Em Portugal, sempre houve famílias com “jeito” para a finança. E inclusive depois das nacionalizações houve habilidade política e abertura dos revolucionários para a dinamização da banca – aliás, é neste contexto que a família Espírito Santo regressa a Portugal, incentivada por Mário Soares, e é precisamente o então primeiro-ministro socialista que garante em França o apoio financeiro àquela família. Foi assim que, posteriormente, nos anos oitenta e noventa, se desenvolveram grupos financeiros, se promoveu a privatização da banca e apareceram vários novos bancos privados, do BCP ao Banco Mello. Ao entrarmos no século XXI houve uma reestruturação da banca e parecia que, na generalidade, as instituições financeiras portuguesas eram sólidas e idóneas. Puro engano!
O BPN, que crescera de forma exuberante e rápida, é o primeiro onde se identificam ostensivamente as promiscuidades entre o poder político e a banca – e é nessa promiscuidade entre a política e os negócios que a banca portuguesa estremece e quebra. O BPN é o primeiro a provocar um abalo sistémico na banca portuguesa supostamente idónea, regulada e bem gerida: Há dez anos discutia-se se o banco devia falir (fechar) ou se o melhor era a “entrada” do Estado para “salvar” o sistema financeiro. O governo entrou onde não devia, não salvou nada, a não ser os interesses dos que comiam à mesa do BPN, e custou aos contribuintes mais de sete mil milhões de euros. A partir daí os governos outorgaram-se a obrigação de salvar bancos com dinheiro público: um desastre nacional.
Entretanto o Lehman Brothers caiu, o sistema financeiro mundial ruiu, o país acelerou para o abismo, a crise destapou as muitas aldrabices escondidas debaixo do tapete e pôs a nu as debilidades e habilidades praticadas na banca portuguesa, mas o mais impressionante é que nada aconteceu aos responsáveis. Caiu o Banco Privado Português, onde Rendeiro era o arquétipo do financeiro mais esperto da praça, mas manteve intacta a sua fortuna pessoal, feita à base de “espertismo”, e caiu o “dono disto tudo”, Ricardo Salgado, que geria o maior buraco de Portugal sem ninguém dar conta, com o apoio de tudo e todos, arrastando a maior empresa portuguesa, a PT, numa fartar vilanagem vergonhosa e irresponsável (o Novo Banco anunciou 1.395 milhões de prejuízo em 2017; já perdeu mais de 3.500 milhões em três anos; recorde-se que esse era o “banco bom” que sobrou do BES).
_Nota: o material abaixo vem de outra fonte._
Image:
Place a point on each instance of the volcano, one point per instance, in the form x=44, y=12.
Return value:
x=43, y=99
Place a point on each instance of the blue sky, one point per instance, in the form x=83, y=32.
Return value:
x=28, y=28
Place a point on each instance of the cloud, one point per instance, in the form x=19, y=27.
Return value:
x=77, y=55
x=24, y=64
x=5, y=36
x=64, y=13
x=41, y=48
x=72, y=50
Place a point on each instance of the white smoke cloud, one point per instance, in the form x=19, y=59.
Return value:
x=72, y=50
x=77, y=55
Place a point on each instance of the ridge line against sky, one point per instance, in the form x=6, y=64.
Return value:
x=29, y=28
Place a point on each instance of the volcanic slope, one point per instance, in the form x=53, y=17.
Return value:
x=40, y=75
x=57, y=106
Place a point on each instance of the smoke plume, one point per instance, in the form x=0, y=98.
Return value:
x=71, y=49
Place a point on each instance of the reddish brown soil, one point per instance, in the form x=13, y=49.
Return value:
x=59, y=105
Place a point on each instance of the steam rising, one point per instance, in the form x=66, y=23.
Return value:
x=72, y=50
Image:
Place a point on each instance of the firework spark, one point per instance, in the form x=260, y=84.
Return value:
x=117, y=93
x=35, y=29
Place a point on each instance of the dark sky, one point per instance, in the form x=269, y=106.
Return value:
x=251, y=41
E a Caixa Geral de Depósitos, banco público que serviu para colocar ex-governantes e camaradas de partido (do PS, do PSD e do CDS), emprestou milhões aos amigos e cuja sobrevivência já custou mais de 3,9 mil milhões aos contribuintes, sem que Santos Ferreira, Armando Vara, Celeste Cardona e outros ilustres tenham sido responsabilizados pelo assalto. Na última década os contribuintes portugueses já colocaram na banca cerca de 20 mil milhões de euros, mas os grandes devedores continuam impunes sem terem de pagar um cêntimo, chamem-se Joe Berardo, Luís Felipe Vieira ou José Guilherme.
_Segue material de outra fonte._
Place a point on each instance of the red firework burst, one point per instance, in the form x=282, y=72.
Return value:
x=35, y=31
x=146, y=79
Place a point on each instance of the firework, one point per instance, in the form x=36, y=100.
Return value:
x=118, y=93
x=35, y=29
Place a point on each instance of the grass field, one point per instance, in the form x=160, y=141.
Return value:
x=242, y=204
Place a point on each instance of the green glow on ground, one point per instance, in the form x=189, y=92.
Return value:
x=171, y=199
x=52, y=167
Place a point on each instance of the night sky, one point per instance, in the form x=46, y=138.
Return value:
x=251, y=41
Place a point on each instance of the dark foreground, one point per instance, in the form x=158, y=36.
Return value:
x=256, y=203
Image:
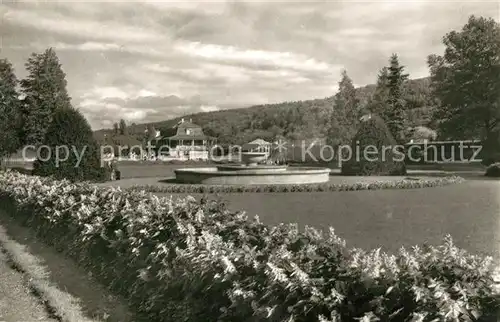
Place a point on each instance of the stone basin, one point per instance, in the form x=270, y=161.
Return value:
x=253, y=158
x=252, y=176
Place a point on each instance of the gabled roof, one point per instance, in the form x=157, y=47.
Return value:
x=186, y=125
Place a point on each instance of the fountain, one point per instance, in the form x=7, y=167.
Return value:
x=250, y=171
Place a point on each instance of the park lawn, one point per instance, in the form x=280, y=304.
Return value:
x=469, y=211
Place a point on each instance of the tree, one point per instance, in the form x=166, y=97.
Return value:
x=378, y=102
x=81, y=160
x=123, y=127
x=10, y=113
x=377, y=154
x=345, y=112
x=466, y=81
x=45, y=92
x=394, y=113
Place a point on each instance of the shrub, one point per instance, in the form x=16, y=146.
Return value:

Estranhamente, muitas pessoas criticam o abandono das quintas que o ex-BES tinha na Beira Baixa (após uma excelente reportagem de Madalena Ferreira na SIC) onde os Espírito Santo e amigos gastavam milhares de euros em fins de semana de luxúria – aquilo que alguns teimam em ver como turismo cinegético (a caça é hoje um feudo de privilegiados) e aposta no desenvolvimento rural, não era mais do que um circo luxuoso suportado pela promiscuidade na banca – um desastre nacional que custa milhões a todos os portugueses. Não havia dinheiro para pensões, para combater a pobreza, para aumentar o salário mínimo, para a saúde ou a educação, mas sempre houve para os bancos, para pagar os vícios dos ricos, as idas à caça dos privilegiados e os fins-de-semana de fausta luxúria nas quintas dos Espírito Santo em Idanha ou Monfortinho ou a brincar aos pobres na Comporta.